In this speech, Douglass challenged both Black and white Americans, asserting, “We have to do with the past only as we can make it useful to the present and to the future. To all inspiring motives, to noble deeds which can be gained from the past, we are welcome.” This meant confronting and debunking the narrative that Black colonials were excluded from the Declaration of Independence because they were chattel property owned by white patriots based on colonial slave codes and Negro laws.
In this regard, Douglass referenced the Declaration drafted by Thomas Jefferson in 1776. Within its grievance section, the Founders labeled England’s King George III a tyrant for “abolishing our most valuable laws” and altering their form of government. The Declaration contradicts the narrative that Black colonials were owned by white patriots based on colonial slave codes and Negro laws. Jefferson knew that colonial slave codes were irredeemably abolished and tried to persuade America’s Congress to abandon English law and adopt Roman law, which would have distanced the new nation from Anglo-Saxon and English traditions rejecting slavery at birth for those born in the country.
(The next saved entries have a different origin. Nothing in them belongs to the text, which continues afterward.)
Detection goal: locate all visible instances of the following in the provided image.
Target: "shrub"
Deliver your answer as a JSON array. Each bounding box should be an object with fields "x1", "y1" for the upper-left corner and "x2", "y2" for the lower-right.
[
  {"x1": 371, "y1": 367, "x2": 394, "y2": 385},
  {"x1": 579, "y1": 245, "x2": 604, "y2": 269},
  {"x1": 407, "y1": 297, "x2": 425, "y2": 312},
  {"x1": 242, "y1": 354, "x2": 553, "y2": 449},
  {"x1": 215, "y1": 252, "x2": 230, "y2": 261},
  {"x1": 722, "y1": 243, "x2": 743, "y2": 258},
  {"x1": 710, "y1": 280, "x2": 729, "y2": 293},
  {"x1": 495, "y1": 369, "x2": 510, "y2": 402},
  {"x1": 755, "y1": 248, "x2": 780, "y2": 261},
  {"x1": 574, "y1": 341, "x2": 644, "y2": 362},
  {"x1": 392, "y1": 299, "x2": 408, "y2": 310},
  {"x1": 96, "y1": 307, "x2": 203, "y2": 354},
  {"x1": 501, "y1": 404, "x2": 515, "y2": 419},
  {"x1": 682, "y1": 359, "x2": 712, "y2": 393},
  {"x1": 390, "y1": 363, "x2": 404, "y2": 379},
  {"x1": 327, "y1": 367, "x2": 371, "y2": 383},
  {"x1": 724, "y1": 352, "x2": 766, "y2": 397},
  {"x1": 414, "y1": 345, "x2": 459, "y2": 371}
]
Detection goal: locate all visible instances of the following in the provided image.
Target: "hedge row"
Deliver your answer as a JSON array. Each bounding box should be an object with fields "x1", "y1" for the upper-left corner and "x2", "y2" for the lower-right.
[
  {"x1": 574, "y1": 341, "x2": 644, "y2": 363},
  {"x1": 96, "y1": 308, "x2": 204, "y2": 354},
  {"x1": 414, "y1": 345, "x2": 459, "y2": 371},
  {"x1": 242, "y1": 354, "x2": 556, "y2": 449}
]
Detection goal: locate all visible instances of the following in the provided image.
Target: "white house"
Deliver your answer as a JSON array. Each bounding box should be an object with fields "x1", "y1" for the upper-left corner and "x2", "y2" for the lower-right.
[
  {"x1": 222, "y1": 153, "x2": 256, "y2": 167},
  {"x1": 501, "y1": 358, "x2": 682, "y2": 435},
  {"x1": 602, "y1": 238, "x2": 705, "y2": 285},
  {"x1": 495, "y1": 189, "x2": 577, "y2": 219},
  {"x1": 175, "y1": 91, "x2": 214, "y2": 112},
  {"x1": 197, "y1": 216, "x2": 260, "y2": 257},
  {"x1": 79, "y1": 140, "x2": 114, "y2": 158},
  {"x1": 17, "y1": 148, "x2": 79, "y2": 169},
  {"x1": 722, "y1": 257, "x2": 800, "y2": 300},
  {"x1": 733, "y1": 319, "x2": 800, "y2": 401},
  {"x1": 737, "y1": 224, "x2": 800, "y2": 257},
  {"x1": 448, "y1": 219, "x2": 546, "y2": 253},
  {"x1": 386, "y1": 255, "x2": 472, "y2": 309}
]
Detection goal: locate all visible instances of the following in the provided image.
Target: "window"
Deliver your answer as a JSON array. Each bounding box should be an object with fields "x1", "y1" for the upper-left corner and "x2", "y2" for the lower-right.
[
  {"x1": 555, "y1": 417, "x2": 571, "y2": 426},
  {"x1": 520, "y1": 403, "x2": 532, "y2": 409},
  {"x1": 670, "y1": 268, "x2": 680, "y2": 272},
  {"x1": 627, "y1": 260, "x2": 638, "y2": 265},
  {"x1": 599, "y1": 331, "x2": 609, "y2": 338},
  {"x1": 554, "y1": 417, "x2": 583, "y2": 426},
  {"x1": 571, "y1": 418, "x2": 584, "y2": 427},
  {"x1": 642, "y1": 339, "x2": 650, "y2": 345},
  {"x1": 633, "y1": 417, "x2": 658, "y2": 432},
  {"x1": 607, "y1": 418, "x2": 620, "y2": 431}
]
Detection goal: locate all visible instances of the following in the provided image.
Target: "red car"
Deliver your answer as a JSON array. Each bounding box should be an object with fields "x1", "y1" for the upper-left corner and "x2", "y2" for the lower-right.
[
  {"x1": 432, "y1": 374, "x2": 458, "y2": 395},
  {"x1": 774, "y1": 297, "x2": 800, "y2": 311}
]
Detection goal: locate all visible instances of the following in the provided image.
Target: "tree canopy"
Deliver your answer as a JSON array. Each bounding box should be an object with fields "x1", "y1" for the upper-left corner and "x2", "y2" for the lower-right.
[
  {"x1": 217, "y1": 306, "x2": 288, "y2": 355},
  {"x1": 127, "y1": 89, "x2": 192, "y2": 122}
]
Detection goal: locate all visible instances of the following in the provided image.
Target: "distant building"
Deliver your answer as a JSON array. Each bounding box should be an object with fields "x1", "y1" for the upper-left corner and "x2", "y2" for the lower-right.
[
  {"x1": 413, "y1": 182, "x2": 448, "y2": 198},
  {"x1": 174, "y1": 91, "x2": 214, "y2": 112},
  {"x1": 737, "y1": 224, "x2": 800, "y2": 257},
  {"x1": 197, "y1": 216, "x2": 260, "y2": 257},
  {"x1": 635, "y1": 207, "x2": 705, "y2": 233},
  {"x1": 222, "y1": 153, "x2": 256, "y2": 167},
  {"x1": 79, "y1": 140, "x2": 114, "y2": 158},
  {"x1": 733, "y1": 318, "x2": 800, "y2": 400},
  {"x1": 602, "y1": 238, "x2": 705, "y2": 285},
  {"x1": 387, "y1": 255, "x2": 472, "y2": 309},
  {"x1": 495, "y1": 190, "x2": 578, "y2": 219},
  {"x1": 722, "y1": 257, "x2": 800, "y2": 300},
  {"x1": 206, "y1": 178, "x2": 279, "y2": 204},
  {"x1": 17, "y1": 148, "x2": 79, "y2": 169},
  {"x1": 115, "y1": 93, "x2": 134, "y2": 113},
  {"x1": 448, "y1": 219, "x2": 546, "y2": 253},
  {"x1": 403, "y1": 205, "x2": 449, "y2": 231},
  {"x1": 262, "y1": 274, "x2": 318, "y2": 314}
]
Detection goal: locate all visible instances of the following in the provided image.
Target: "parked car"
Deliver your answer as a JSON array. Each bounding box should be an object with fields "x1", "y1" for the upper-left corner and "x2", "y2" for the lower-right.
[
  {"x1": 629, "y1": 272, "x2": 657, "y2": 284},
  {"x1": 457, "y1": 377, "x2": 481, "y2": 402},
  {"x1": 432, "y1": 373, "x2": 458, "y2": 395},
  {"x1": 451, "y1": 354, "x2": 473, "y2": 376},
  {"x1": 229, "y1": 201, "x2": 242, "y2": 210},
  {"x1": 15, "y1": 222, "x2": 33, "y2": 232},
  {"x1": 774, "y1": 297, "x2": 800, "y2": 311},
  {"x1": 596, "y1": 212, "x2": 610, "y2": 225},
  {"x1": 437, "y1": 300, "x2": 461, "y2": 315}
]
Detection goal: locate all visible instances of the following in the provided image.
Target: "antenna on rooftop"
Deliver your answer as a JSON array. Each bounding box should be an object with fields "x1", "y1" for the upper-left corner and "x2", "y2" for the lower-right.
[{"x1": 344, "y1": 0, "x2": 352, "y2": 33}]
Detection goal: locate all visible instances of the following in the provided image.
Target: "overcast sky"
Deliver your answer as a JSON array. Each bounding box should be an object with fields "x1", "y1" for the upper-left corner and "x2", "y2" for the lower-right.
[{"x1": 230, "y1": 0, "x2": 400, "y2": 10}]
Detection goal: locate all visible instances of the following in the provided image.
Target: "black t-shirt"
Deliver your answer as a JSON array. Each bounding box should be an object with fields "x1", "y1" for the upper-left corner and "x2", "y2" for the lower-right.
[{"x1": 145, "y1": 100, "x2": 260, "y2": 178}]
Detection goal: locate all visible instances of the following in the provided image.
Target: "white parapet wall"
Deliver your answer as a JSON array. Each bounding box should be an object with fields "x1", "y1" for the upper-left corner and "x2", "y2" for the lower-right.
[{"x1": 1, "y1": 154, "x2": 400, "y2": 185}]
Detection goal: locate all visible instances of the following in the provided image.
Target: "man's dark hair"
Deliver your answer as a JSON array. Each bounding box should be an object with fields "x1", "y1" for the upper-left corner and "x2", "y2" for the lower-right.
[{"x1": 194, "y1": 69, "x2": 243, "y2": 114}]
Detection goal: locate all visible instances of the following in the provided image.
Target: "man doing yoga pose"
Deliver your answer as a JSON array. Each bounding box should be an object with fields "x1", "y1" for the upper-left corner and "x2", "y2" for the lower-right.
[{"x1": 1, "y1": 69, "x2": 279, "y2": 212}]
However, he was unsuccessful.
In his 1785 work, Notes on the State of Virginia, Jefferson opined that American slavery was corrosive to slaves, slave masters, and the fabric of society, warning it would ultimately corrupt the nascent American experiment. Jefferson’s concerns were framed in 1783 when British commander General Guy Carleton confronted General George Washington, challenging America’s position and attempting to differentiate between Black and white colonial loyalists. Carleton declared that Black and white subjects held by Americans were Englishmen of the same rank and status when America declared independence in 1776, and all were entitled to freedom under the Treaty of Paris of 1783.
Washington, reputed for his integrity, falsely claimed colonial slave codes were valid laws that designated Black colonials as property before the war. This falsehood caused the post-Revolutionary enslavement and exploitation of Black individuals. The American Colonies Act of 1766, the Somerset Decision in 1772, and the Declaration’s 1776 grievance admitting their “valuable laws” were abolished by the British government validated Black British subjecthood. These truths align with Douglass’ assertion that America’s celebration of the Fourth of July was a sham.
Though partially yielding, Carleton managed to secure the freedom of roughly 3,000 Black individuals, whom he viewed as reclaiming their rightful status as British subjects. Douglass’ pre-Civil War speech in 1852 directs us to reconsider the narrative that Black colonials were excluded from the Declaration of Independence. The Revolution was not merely a story of patriot rights and monarchs but a far-reaching conflict for the universal application of human rights and legal integrity in the very creation of the United States.